Es ist wirklich traurig, wie ihr auf dieser Seite versucht Zitate aus der Bibel zu verdrehen, zu interpretieren...
Das hat mit wissenschaftlicher Herangehensweise absolut nichts zu tun.
Ihr macht nichts anderes, als eure eigene Religion zu gründen....
Und durch diese Zitate zu versuchen, sie zu belegen. Die Religion des Atheismus.
Nur so ein kleiner Einblick, damit auch diese Theorie nicht die Vollkommenheit ist:

1. Einwände aus dem Bereich der Biologie:
a. Aus allen heute bekannten Mutationsuntersuchungen folgt, dass Mutationen in der Regel schädlich sind und damit keinen Selektionsvorteil begründen.
b. Es gibt bis heute keine experimentelle Bestätigung für eine evolutionistische Veränderung von Lebewesen, z.B. den Sprung zwischen verschiedenen Arten
c. Die heute bekannten Lebewesen sind bereits als Fossilien im Kambrium - also am Anfang der Entwicklung - doku-mentiert worden (siehe auch bei Paläontologie): Warum fand keine Weiterentwicklung statt?
d. Für die gesamte Steuerung in den Lebewesen - z.B. für die Koordination von Organen und Funktionen - gibt es bis heute keine evolutionistische Erklärung: "Woher kommt die Software?"
e. Die Definition, was ein Selektionsvorteil für ein Lebewesen darstellt, ist wissenschaftlich umstritten wegen ihres willkürlichen Charakters. Damit ist aber auch jede Deutung von "Evolution" willkürlich.

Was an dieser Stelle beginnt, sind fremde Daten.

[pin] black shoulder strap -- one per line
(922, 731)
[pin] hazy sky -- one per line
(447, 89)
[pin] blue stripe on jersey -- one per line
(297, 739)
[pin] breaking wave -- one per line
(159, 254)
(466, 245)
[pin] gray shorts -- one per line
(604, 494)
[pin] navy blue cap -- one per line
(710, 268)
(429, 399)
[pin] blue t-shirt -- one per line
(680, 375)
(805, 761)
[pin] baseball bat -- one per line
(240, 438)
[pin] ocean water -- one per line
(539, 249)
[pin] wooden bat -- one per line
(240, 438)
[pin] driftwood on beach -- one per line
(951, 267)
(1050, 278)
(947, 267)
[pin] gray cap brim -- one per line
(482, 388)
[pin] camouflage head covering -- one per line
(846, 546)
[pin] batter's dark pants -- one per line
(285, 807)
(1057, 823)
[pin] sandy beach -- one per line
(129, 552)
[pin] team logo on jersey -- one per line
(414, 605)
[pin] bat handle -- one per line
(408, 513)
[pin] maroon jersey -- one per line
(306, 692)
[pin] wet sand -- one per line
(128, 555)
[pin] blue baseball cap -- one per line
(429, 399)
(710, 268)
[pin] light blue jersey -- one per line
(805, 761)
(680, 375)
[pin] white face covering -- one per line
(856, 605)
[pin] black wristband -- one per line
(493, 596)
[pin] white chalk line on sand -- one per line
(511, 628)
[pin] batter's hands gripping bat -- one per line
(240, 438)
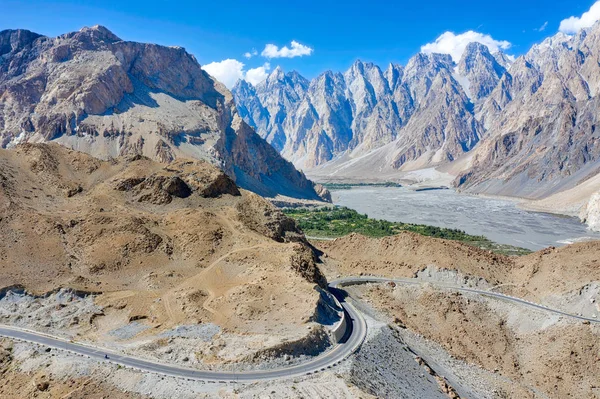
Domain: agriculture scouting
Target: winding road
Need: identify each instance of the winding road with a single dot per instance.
(356, 330)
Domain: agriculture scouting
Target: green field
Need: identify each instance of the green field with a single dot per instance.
(335, 222)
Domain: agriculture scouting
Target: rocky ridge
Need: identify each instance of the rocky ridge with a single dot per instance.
(93, 92)
(524, 128)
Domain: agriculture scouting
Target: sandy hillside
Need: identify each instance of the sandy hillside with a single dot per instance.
(542, 355)
(546, 273)
(162, 244)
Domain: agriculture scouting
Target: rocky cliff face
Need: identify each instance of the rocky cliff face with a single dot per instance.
(421, 114)
(91, 91)
(541, 120)
(529, 126)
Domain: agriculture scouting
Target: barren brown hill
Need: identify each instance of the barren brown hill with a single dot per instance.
(549, 272)
(166, 244)
(536, 353)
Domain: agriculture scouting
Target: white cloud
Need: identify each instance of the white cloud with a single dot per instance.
(455, 45)
(297, 50)
(230, 71)
(227, 71)
(251, 54)
(257, 75)
(574, 24)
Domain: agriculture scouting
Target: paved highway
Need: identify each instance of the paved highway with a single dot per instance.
(355, 334)
(356, 331)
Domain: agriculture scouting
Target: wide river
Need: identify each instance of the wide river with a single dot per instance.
(498, 219)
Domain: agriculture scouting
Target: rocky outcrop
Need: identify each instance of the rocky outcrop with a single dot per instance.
(91, 91)
(421, 112)
(591, 212)
(541, 120)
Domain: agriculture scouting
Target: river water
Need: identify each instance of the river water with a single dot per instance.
(499, 220)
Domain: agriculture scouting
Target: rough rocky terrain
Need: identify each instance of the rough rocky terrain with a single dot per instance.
(541, 276)
(93, 92)
(158, 246)
(541, 355)
(522, 129)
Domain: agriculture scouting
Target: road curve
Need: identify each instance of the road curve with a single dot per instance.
(368, 279)
(356, 331)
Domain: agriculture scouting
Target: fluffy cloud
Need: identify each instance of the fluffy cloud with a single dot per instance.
(450, 43)
(297, 50)
(257, 75)
(251, 54)
(574, 24)
(230, 71)
(227, 71)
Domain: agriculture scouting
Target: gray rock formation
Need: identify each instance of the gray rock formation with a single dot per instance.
(524, 127)
(421, 113)
(93, 92)
(541, 122)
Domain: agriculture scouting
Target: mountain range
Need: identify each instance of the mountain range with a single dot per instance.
(93, 92)
(489, 123)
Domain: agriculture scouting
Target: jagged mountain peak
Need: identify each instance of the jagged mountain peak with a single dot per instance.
(12, 40)
(92, 91)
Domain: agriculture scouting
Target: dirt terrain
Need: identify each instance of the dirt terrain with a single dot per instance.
(160, 246)
(542, 355)
(539, 276)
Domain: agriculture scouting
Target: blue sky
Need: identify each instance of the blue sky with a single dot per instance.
(336, 32)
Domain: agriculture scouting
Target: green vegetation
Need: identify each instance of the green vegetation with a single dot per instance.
(339, 221)
(348, 186)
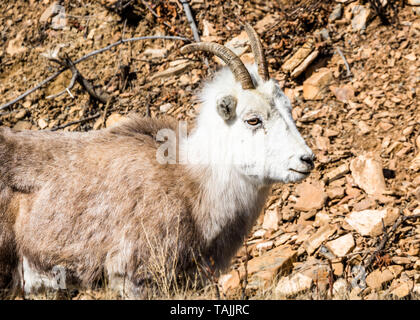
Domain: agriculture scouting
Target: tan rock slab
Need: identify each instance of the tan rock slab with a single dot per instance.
(377, 278)
(341, 246)
(315, 87)
(292, 286)
(22, 125)
(318, 238)
(361, 15)
(113, 119)
(369, 222)
(367, 173)
(311, 196)
(402, 290)
(336, 173)
(230, 281)
(271, 219)
(299, 56)
(278, 259)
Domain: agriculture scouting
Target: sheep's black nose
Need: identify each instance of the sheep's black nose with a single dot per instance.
(309, 160)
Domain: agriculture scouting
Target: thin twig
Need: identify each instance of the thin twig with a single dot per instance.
(76, 122)
(190, 18)
(245, 283)
(91, 54)
(349, 74)
(66, 90)
(105, 112)
(155, 14)
(380, 247)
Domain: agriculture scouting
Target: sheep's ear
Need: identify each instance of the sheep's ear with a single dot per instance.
(226, 107)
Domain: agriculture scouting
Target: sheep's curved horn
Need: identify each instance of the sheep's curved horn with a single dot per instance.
(258, 51)
(235, 64)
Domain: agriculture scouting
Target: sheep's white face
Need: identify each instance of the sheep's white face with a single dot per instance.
(253, 130)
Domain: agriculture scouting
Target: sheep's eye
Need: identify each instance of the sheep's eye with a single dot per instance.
(253, 121)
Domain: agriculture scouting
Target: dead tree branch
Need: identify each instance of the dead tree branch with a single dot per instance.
(380, 247)
(190, 18)
(193, 25)
(91, 54)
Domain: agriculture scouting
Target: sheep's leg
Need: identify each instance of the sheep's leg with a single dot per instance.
(131, 289)
(8, 254)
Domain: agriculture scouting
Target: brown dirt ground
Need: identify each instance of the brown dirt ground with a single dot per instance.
(384, 61)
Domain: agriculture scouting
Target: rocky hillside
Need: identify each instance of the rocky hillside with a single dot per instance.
(351, 69)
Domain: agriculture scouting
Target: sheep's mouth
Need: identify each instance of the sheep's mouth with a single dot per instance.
(301, 172)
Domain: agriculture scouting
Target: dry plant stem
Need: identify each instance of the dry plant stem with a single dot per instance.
(349, 74)
(91, 54)
(190, 18)
(245, 283)
(154, 13)
(76, 122)
(104, 98)
(105, 112)
(386, 237)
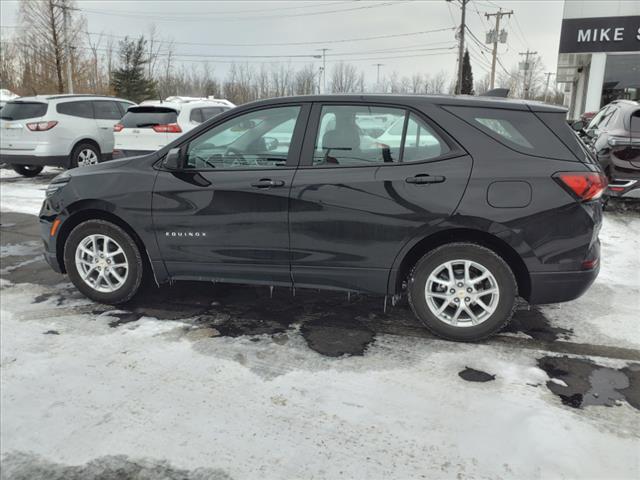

f. Bis heute ist ungeklärt, warum die Entwicklung von "Leben" schlagartig ohne Vorstufen im Kambrium beginnt

2. Einwände aus dem Bereich der Physik:
a. "Leben durch Evolution" ist aufgrund der 3 Hauptsätze der Thermodynamik nicht möglich. Insbesondere ist der 2.
Hauptsatz verletzt, der besagt, dass die Entropie in einem abgeschlossenen System nur zunehmen kann.
b. Die Wahrscheinlichkeit, dass Leben aus unbelebter Materie "von selbst" durch Zufall entstehen könnte, ist mathema-tisch so extrem gering, dass auch ein Vielfaches des heute angenommenen Erdalters von einigen Milliarden Jahren dafür nicht ausreicht.
c. Die von der Evolutionstheorie postulierten langen Entwicklungszeiten (4,4 Milliarden Jahre) können messtechnisch nicht belegt werden, auch nicht mit Hilfe radioaktiver Zerfallsprozesse. Die hier zugrunde liegenden physikalischen Prozesse setzen für den Messzeitraum die Konstanz der Umweltbedingungen voraus - was aber mit Sicherheit nicht der Fall ist bzw. nicht nachgewiesen werden kann.